Questi passaggi nella mitologia greca, e su come essi rappresentino aspetti della psiche umana, ci fa pensare alla crudeltà. Oggi questi gesti, per una società buonista andrebbero perdonati. Mentre per altri, che si siedono su tribune opposte, il perdono è ritenuto come costrutto, ovvero un concetto che varia a seconda delle culture e delle epoche.
Gli Dei della mitologia greca spesso si vendicavano, mostrando con la crudeltà il loro concetto di giustizia. Tutto ciò rappresentava aspetti della psiche umana, che ne evidenziavano la complessità e la contraddittorietà della natura umana. Questo ci fa riflettere sulla natura del bene e del male, e su come l’essere umano, sin nella mitologia greca, rappresenta aspetti di questa natura.
Un tema molto attuale e dibattuto!
Bisogna criticare l'idea di "vendetta" nella società moderna?

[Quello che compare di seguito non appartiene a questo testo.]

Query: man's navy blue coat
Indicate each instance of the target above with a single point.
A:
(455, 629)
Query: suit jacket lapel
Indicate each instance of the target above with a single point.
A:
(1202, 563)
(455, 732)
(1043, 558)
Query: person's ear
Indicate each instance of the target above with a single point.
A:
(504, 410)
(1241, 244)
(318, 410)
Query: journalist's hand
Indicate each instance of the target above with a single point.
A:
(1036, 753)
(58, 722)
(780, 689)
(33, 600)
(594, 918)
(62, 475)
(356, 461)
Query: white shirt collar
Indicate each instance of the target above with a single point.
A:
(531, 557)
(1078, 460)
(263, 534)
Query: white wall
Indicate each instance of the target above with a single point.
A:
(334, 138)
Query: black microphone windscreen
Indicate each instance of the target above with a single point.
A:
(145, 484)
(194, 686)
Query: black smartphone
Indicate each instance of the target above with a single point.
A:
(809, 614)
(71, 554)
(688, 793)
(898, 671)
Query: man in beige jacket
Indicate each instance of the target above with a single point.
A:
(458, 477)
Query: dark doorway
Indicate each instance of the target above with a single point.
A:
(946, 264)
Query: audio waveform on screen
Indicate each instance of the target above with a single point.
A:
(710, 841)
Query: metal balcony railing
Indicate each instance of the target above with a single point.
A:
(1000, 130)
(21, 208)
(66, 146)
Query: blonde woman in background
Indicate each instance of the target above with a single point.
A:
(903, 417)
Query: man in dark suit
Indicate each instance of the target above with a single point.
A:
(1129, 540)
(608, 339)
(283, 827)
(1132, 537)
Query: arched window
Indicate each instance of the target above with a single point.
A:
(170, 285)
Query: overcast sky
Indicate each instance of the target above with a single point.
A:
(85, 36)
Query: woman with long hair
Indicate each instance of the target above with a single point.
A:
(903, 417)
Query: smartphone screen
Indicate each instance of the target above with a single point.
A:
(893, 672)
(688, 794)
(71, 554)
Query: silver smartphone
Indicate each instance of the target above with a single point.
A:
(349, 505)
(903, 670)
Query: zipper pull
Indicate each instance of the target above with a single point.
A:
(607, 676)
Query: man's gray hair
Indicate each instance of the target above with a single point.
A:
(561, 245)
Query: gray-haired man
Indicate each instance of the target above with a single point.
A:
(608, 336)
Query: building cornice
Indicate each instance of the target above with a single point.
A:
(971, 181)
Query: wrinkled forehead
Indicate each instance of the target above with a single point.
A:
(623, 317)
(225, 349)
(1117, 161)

Oppure bisogna abborrare l'atteggiamento di eccessiva tolleranza e indulgenza verso comportamenti che potrebbero essere considerati sbagliati o dannosi?

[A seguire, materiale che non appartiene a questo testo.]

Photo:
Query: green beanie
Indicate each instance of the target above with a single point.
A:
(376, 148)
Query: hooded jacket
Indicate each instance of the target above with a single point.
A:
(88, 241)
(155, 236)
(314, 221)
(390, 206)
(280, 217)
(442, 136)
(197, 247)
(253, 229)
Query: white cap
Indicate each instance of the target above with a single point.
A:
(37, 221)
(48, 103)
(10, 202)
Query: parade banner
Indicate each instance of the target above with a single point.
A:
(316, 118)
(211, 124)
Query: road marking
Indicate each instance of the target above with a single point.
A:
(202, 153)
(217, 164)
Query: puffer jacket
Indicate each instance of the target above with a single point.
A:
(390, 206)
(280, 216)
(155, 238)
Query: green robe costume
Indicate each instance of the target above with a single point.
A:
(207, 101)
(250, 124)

La cultura del politicamente corretto nella società moderna è troppo sensibile? Oppure viviamo in una realtà che combatte troppo fortemente gli atteggiamenti sbagliati e dannosi?
L’atteggiamento di buonismo può portare a una mancanza di responsabilità individuale e a una cultura della vittima, ovvero può confonderci nella visione di ciò che si ritiene il bene e il suo opposto, cioè il male, con il rischio di trascinarci ad una mancanza di chiarezza morale?
La morale degli Dei rifiuta il buonismo e ci insegna che una morale più primitiva e istintiva, in cui la vendetta e la punizione sono considerate giuste, è proprio così?
Questa è la complessità che rappresenta la contraddittorietà della natura umana, e che ci suggerisce come il bene e il male siano spesso intrecciati.
La società moderna dovrebbe essere più consapevole della complessità della natura umana e della necessità di una morale più equilibrata e realista.